La Banque populaire des Alpes condamnée pour mauvais conseil à un client

La Banque populaire des Alpes a été condamnée pour mauvais conseil à un client et elle devra indemniser ce client !

C’est la cour d’appel de Grenoble qui a rendu ce jugement. La Banque populaire des Alpes (BPA) devra indemniser un de ses clients qui avait acheté des actions Natixis et perdu beaucoup d’argent à cause de la baisse de ces valeurs.

L’arrêt de la cour d’appel (du 17 décembre) confirme un premier jugement du tribunal d’instance de Grenoble datant de septembre 2011.

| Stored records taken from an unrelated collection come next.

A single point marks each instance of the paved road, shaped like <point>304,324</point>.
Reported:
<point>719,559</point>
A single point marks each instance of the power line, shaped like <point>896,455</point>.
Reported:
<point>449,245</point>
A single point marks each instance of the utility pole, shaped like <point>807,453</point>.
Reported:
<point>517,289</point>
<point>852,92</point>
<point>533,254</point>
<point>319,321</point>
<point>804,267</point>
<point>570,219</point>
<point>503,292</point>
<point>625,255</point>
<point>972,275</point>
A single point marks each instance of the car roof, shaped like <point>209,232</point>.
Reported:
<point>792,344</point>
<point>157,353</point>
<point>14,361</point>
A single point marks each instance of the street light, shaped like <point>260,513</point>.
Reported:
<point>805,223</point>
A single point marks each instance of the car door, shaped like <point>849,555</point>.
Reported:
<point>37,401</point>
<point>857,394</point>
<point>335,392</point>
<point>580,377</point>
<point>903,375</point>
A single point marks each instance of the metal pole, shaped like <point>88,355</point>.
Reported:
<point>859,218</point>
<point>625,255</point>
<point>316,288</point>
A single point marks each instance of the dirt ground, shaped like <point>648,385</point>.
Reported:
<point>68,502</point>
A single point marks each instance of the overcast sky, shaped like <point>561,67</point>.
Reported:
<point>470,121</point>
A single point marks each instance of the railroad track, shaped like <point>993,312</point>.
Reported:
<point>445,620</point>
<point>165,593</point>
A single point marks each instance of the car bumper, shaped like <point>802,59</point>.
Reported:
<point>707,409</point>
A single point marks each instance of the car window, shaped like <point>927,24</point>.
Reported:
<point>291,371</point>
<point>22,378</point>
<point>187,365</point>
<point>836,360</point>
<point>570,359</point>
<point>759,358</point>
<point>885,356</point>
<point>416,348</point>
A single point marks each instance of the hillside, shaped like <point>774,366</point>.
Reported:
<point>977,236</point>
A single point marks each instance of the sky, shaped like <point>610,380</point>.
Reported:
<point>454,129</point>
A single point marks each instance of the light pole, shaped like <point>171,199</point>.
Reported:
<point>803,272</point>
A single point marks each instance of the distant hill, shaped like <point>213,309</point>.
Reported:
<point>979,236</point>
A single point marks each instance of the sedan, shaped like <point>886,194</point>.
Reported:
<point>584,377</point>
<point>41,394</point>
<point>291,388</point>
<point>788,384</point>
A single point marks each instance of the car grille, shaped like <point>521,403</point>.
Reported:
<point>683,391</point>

L’affaire date de décembre 2006 et d’ août 2007 quand Bruno Pieraccini, un apiculteur ardéchois,  avait acheté  pour 10290 euros + de 600 actions de la banque d’affaires de la BPCE.

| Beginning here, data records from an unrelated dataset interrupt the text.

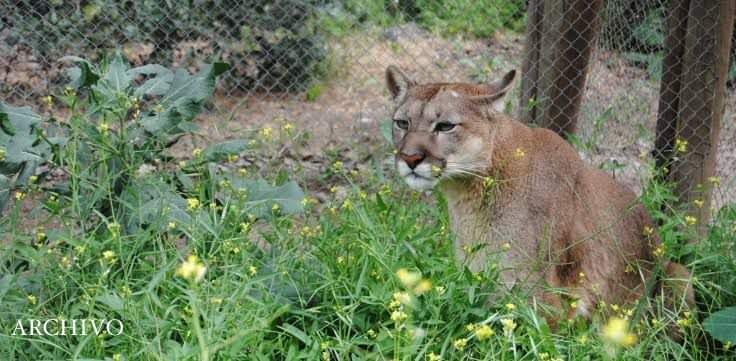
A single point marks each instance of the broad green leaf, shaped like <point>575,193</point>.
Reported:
<point>183,100</point>
<point>83,75</point>
<point>117,78</point>
<point>722,325</point>
<point>21,144</point>
<point>112,301</point>
<point>150,200</point>
<point>261,196</point>
<point>159,84</point>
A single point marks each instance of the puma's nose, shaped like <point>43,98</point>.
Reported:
<point>412,160</point>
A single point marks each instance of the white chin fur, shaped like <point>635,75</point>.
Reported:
<point>421,179</point>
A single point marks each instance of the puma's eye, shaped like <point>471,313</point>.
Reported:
<point>444,127</point>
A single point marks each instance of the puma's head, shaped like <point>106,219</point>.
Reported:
<point>442,130</point>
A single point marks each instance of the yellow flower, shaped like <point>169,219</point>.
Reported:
<point>192,203</point>
<point>402,297</point>
<point>65,262</point>
<point>508,326</point>
<point>408,278</point>
<point>337,166</point>
<point>659,251</point>
<point>483,332</point>
<point>422,287</point>
<point>399,316</point>
<point>114,228</point>
<point>684,322</point>
<point>616,332</point>
<point>108,256</point>
<point>681,145</point>
<point>48,101</point>
<point>192,269</point>
<point>460,343</point>
<point>347,204</point>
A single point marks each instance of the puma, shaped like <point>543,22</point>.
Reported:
<point>523,197</point>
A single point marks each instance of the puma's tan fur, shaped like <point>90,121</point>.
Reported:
<point>574,232</point>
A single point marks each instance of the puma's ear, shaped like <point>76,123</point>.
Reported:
<point>397,82</point>
<point>496,91</point>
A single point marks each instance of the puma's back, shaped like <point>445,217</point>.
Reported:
<point>522,197</point>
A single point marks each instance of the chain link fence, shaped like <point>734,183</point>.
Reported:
<point>618,76</point>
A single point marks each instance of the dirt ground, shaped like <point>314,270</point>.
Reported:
<point>344,119</point>
<point>348,113</point>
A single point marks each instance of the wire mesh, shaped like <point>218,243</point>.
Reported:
<point>321,62</point>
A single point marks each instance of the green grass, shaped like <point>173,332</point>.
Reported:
<point>315,286</point>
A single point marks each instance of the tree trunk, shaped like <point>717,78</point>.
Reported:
<point>560,38</point>
<point>699,103</point>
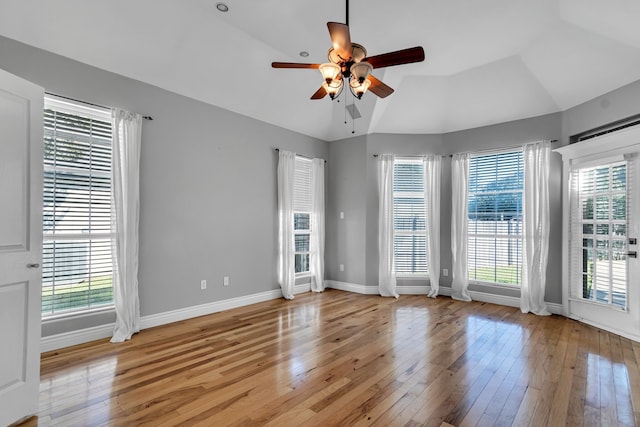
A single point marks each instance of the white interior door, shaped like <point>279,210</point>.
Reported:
<point>602,218</point>
<point>21,128</point>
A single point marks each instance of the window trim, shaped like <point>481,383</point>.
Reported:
<point>103,115</point>
<point>406,275</point>
<point>497,237</point>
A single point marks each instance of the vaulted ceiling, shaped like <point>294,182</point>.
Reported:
<point>487,61</point>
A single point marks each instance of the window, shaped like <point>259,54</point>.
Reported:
<point>600,218</point>
<point>409,242</point>
<point>76,258</point>
<point>302,213</point>
<point>495,218</point>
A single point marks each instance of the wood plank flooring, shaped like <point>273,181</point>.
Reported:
<point>344,359</point>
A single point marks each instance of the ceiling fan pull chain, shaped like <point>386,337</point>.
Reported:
<point>345,107</point>
<point>347,14</point>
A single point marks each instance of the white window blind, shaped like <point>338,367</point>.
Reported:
<point>495,218</point>
<point>409,242</point>
<point>76,259</point>
<point>302,205</point>
<point>599,209</point>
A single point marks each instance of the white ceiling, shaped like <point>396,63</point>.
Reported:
<point>487,61</point>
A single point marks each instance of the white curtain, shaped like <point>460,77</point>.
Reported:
<point>286,239</point>
<point>386,269</point>
<point>460,191</point>
<point>125,199</point>
<point>432,178</point>
<point>535,220</point>
<point>316,240</point>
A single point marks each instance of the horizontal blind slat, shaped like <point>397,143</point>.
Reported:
<point>77,270</point>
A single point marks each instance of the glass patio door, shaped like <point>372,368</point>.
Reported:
<point>602,280</point>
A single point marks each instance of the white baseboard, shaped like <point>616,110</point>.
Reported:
<point>373,290</point>
<point>67,339</point>
<point>351,287</point>
<point>82,336</point>
<point>503,300</point>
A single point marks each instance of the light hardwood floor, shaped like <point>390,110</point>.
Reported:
<point>339,358</point>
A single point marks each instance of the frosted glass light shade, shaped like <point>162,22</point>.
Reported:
<point>334,88</point>
<point>329,71</point>
<point>357,88</point>
<point>360,71</point>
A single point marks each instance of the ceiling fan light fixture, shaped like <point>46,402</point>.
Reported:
<point>358,89</point>
<point>329,72</point>
<point>360,71</point>
<point>333,88</point>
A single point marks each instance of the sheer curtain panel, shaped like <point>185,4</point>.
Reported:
<point>125,193</point>
<point>459,215</point>
<point>432,179</point>
<point>316,242</point>
<point>535,220</point>
<point>286,240</point>
<point>386,269</point>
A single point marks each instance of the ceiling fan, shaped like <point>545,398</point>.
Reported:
<point>349,64</point>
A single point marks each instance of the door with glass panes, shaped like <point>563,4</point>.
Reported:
<point>602,285</point>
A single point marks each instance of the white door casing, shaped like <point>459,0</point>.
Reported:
<point>605,150</point>
<point>21,130</point>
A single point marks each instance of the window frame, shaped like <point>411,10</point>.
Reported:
<point>420,233</point>
<point>93,177</point>
<point>497,237</point>
<point>302,205</point>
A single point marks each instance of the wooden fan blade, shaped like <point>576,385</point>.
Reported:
<point>399,57</point>
<point>293,65</point>
<point>341,39</point>
<point>320,93</point>
<point>378,87</point>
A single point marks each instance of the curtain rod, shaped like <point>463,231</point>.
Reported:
<point>420,155</point>
<point>300,155</point>
<point>89,103</point>
<point>484,151</point>
<point>505,148</point>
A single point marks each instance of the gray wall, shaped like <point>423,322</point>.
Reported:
<point>208,189</point>
<point>347,192</point>
<point>509,134</point>
<point>513,134</point>
<point>207,186</point>
<point>615,105</point>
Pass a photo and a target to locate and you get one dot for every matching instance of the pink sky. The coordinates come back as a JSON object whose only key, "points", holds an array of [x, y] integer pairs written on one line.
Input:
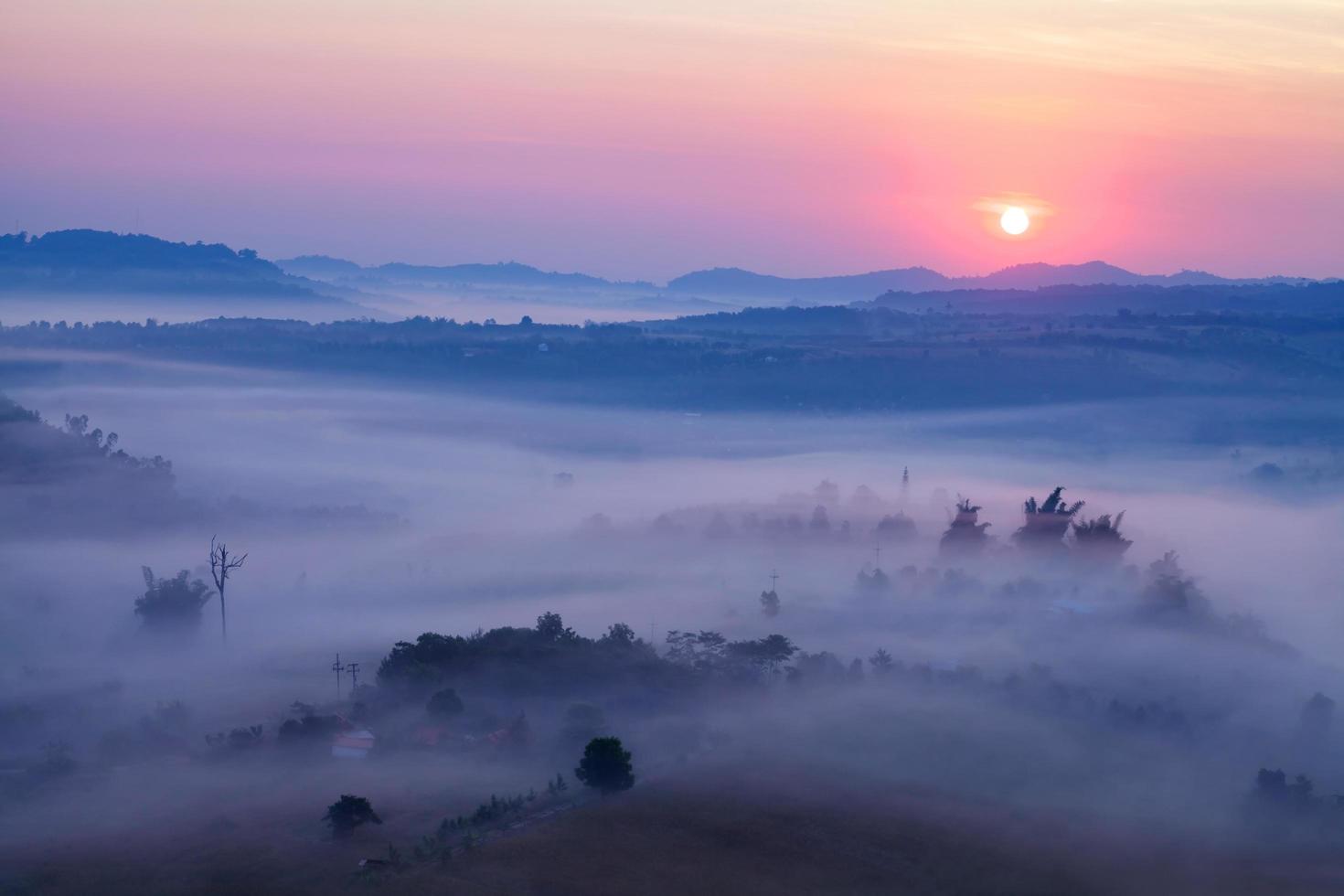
{"points": [[645, 139]]}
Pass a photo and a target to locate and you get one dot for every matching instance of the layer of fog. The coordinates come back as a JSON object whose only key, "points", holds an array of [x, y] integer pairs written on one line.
{"points": [[494, 536]]}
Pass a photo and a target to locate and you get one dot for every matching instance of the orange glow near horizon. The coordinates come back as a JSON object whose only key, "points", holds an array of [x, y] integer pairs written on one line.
{"points": [[648, 137]]}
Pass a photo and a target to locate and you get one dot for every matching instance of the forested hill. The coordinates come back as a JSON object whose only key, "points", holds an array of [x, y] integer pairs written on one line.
{"points": [[91, 262], [817, 359], [74, 480]]}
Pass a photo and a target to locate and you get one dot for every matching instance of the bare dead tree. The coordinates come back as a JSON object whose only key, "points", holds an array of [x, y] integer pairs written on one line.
{"points": [[222, 563]]}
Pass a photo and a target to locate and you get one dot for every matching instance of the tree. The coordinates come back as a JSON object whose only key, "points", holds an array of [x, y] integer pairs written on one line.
{"points": [[220, 566], [171, 604], [771, 603], [606, 766], [445, 704], [618, 635], [582, 723], [348, 813], [549, 626]]}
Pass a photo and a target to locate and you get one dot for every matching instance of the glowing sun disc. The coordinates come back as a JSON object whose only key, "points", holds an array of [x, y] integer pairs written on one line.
{"points": [[1015, 220]]}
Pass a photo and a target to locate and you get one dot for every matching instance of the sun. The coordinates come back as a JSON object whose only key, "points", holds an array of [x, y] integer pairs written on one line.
{"points": [[1015, 220]]}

jugement contre la BPA pour actions natixisA l’époque des centaines de milliers de français achètent des actions Natixis, proposées dans le réseau des Banques populaires et des Caisses d’épargne du groupe BPCE, à l’occasion de l’introduction en bourse de la banque.

La chute de Natixis 2 ans plus tard fait passer l’action à moins d’1 euro en 2009 contre 19,55 fin 2006.

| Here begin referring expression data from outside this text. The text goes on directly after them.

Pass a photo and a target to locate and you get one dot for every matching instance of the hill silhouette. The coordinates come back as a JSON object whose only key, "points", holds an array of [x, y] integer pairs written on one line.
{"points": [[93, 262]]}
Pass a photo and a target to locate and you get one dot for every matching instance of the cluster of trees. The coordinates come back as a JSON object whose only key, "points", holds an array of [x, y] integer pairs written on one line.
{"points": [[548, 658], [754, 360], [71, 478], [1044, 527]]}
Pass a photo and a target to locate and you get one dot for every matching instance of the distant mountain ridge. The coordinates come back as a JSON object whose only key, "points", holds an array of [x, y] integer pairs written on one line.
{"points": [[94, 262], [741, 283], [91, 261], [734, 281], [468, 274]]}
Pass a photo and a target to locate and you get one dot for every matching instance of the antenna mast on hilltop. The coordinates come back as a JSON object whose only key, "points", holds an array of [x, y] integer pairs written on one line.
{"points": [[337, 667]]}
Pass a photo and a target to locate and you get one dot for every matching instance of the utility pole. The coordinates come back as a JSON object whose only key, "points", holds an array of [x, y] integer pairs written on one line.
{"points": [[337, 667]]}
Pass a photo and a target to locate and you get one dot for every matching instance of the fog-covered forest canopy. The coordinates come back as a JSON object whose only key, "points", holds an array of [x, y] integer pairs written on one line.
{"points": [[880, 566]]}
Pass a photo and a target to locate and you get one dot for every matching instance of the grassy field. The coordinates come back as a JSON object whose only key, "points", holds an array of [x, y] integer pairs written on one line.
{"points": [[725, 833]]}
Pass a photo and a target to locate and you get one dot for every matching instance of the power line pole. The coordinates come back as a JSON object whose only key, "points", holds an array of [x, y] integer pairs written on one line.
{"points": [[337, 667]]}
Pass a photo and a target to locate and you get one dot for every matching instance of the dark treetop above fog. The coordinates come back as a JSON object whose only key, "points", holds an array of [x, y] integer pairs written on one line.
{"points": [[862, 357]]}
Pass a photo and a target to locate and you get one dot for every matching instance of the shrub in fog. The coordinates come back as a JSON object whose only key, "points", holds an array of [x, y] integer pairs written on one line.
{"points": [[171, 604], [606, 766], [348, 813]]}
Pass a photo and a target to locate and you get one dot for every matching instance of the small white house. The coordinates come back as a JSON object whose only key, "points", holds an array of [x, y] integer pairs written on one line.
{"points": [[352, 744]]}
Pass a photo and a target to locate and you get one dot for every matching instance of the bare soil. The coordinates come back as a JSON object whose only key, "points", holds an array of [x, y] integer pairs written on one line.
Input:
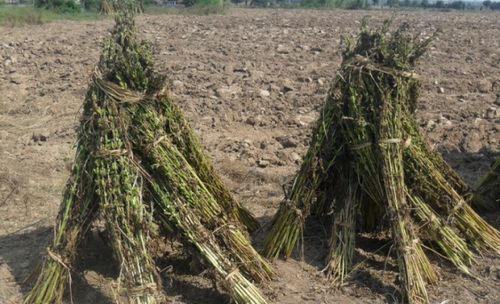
{"points": [[251, 82]]}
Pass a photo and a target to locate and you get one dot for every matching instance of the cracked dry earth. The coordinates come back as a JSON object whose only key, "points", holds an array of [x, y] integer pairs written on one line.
{"points": [[251, 82]]}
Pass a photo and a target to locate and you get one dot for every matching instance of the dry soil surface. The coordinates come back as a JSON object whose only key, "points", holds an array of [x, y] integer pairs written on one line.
{"points": [[251, 82]]}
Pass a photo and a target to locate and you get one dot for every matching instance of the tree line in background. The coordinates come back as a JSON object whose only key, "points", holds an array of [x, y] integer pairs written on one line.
{"points": [[73, 6]]}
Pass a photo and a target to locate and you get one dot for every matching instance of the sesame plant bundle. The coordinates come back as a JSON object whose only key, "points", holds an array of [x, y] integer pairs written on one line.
{"points": [[108, 7], [140, 169], [369, 168]]}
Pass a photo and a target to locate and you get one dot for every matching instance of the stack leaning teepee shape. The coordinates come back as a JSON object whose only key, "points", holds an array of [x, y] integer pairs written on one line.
{"points": [[140, 168], [368, 168]]}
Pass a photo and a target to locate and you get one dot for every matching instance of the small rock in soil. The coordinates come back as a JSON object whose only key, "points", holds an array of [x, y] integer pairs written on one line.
{"points": [[262, 163], [484, 86], [287, 142]]}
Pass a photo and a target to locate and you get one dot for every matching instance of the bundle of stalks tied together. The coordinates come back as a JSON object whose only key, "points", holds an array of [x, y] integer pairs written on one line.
{"points": [[368, 168], [140, 168]]}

L’apiculteur revend ses actions début 2010 avec une perte de 8292 euros sur les 10290 euros investis.

La Cour d’appel de Grenoble a estimé que la BPA avait « manqué à ses obligations d’information, de conseil et de loyauté » envers son client, et qu’elle devra l’indemniser de 5800 euros.

L’apiculteur n’était pas « un investisseur qualifié » et la BPA se voit reprochée de ne pas avoir « attiré son attention sur les risques que comportaient les opérations envisagées » et de ne pas lui « avoir expliqué le conflit d’intérêts » résultant de l’acquisition des actions, puisque la BPA est « actionnaire majoritaire de la société Natixis et avait un intérêt majeur à la souscription massive des actions litigieuses ».

Pour la BPCE, « l’arrêt peut faire l’objet d’un pourvoi en cassation, qui n’est pas exclu ». Il s’agit « d’une décision isolée », a déclaré à l’AFP une porte-parole du groupe précisant que « dans les cas comparables déjà jugés, les clients n’ont pas obtenu gain de cause ».

D’après la BPCE, seule « une quinzaine de procédures comparables » auraient été engagées.

C’est la première fois qu’une banque est aussi sévèrement condamnée pour un conflit d’intérêts et un mauvais conseil.

Les associations de petits porteurs Adam et Deminor et 21 actionnaires ont aussi saisi  les tribunaux sur le plan pénal.